I'm getting the same feeling waiting for the web-page to load that has my final grades that I get when I take a pregnancy test. I think I'm gonna leave my computer for 3 minutes.
We played Russian Roulette with a revolving Nerf gun. If you shot yourself in the face, you had to drink.
you lied. pity sex is amazing.
I'm going to have to call in sick tomorrow. After this weekend, there's no way I can handle hearing the accountants talk about double entry without puking.
I'm doing laundry in pjs and heels, home alone with my margarita bucket.
It's like my butt was the only innocence I had left and now I don't even have that.
You hid from a cop under some guy's canoe on his lawn.. It didnt work
Not sure. All I know is that she has a tight dark green skirt and I will not rest until I have used my teeth to rip it off of her
We need more drag queens in our life I've decided
You told me to remind you that the bruise on your ass is from when you danced on the table at Ziggy's, saw a cop and tried to 'fly away'.
I just hit on a guy in a doughnut store... is that too suggestive?
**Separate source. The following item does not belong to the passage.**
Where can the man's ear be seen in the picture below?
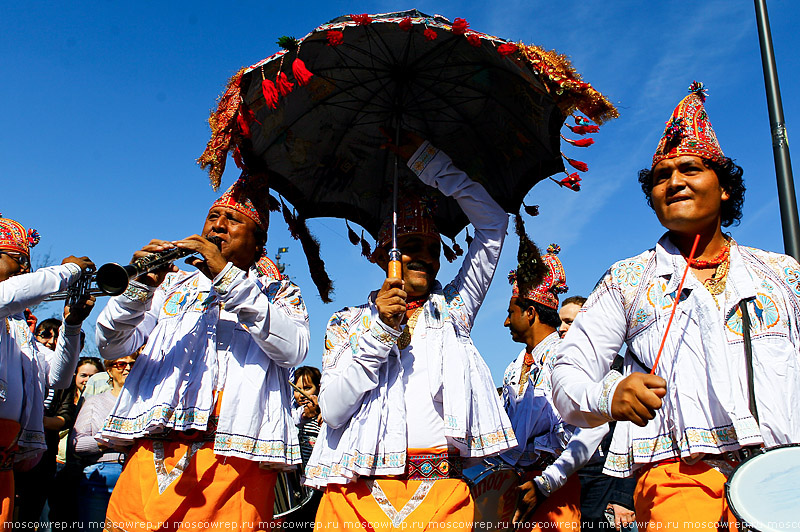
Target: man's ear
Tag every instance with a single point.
(530, 313)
I just said give me penis or give me death. Some patriot is rolling around in his grave right now.
I'm about to eat a 2month old weed brownie I just found in my lax duffel bag. will you answer if I call you in like an hour and a half
Sorry I yelled at you and called you Amish and puked on your eggs
The text I got from my boyfriend this morning: "babe, I'm not mad because I know you were drunk, but you kissed 3 guys last night and I wasn't one of them".